Finalement j’y suis donc passé plus tôt que prévu, en version portable en ce qui concerne mon Windows au boulot.
Je parle bien d’équivalences. Donc les “foxmarks” ou “del.icio.us” pour remplacer “Google Browser Sync”, c’est non.
- Adblock plus => OK en FF3
- All-In-One Gestures => KO, passez à FireGestures (complètement pareil à un raccourci près, parmis ceux que j’utilisais)

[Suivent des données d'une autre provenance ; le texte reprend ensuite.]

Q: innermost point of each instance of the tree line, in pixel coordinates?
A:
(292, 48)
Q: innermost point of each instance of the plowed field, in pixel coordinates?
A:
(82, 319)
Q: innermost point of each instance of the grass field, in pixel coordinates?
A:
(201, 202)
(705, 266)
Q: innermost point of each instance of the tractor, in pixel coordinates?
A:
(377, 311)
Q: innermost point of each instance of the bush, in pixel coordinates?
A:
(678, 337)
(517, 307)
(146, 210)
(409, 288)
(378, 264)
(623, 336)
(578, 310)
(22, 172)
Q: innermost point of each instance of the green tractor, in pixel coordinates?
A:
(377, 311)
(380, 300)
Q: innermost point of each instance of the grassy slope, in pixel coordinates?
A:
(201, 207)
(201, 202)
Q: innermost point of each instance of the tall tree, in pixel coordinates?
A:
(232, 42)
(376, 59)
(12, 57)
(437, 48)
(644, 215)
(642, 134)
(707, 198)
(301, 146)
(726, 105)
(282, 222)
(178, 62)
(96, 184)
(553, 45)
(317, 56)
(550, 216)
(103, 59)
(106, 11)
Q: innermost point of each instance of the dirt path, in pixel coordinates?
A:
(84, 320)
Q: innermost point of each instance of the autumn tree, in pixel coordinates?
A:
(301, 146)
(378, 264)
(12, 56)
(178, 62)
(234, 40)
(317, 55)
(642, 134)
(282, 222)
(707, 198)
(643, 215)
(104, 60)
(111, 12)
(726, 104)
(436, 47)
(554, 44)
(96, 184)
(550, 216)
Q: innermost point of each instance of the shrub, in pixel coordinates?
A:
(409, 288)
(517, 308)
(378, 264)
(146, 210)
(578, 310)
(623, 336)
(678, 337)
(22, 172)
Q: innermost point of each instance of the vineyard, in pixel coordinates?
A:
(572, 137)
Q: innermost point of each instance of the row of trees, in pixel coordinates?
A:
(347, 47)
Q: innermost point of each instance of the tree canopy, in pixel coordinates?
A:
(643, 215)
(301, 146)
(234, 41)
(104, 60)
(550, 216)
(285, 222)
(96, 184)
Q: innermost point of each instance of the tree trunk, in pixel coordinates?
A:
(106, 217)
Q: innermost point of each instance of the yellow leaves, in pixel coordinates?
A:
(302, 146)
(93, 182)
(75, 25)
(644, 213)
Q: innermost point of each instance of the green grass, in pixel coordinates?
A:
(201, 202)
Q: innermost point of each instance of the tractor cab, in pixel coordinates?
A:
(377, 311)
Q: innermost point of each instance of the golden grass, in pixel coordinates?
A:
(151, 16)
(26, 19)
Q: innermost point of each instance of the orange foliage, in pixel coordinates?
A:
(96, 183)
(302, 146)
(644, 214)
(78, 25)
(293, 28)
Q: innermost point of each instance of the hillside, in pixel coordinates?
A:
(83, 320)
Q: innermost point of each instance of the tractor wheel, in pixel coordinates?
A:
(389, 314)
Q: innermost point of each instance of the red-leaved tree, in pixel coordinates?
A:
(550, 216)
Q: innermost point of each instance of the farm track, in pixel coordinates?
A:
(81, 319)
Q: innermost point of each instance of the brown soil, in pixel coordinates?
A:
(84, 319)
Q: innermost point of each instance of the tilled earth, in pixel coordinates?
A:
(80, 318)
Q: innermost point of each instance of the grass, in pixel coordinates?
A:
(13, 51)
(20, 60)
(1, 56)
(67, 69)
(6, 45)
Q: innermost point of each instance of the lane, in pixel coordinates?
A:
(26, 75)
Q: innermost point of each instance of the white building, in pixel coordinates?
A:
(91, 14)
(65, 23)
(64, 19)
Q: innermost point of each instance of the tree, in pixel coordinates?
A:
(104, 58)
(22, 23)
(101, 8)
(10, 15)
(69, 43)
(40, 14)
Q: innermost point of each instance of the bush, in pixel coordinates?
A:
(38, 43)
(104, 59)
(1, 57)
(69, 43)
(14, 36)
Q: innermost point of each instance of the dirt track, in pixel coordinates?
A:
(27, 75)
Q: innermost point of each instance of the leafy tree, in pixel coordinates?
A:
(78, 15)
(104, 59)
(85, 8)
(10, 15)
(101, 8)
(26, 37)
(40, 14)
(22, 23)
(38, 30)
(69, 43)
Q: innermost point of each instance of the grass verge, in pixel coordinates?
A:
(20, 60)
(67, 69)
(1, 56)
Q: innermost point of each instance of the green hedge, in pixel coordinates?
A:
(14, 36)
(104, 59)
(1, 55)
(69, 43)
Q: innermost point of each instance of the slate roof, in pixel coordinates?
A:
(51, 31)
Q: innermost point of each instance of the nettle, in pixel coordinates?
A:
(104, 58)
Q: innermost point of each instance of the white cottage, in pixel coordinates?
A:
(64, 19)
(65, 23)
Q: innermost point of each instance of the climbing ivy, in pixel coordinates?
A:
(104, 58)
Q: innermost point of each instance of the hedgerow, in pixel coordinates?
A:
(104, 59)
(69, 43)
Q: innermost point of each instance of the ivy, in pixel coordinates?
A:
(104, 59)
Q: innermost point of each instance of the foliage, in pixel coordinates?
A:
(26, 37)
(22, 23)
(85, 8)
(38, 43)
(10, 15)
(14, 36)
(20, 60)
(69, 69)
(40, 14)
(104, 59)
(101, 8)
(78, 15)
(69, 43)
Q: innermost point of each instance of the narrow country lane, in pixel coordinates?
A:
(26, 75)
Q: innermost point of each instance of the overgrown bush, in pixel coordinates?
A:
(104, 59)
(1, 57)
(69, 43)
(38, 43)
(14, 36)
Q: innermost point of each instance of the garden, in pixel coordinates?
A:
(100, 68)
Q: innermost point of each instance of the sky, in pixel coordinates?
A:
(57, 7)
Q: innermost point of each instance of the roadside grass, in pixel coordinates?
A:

- Dictionnaire MySpell 2007 FR => KO, le dico intégré (je crois) est passé à Hunspell 1900. M’en tape un peu à vrai dire
- Download Statusbard => OK
- Compagnon ebay => OK
- Foxmarks bookmark synchronizer => OK, mais en fait, je l’ai viré, lui et “Google Browser Sync”, pour opter pour le futur module officiel de Mozilla, j’ai nommé Weave (créez un compte là). Ca fait ce qu’on demande : synchro historiques, cookies, password, bookmarks etc
- hellafox (pour hellanzb) : KO à priori, mais je ne l’utilise plus en fait
- IE Tab : OK
- Tab Mix Plus : OK en passant sur la version de dév (lisez le début de la page web, c’est expliqué)
- Web Developer : OK, quoique je ne l’utilise pas vraiment.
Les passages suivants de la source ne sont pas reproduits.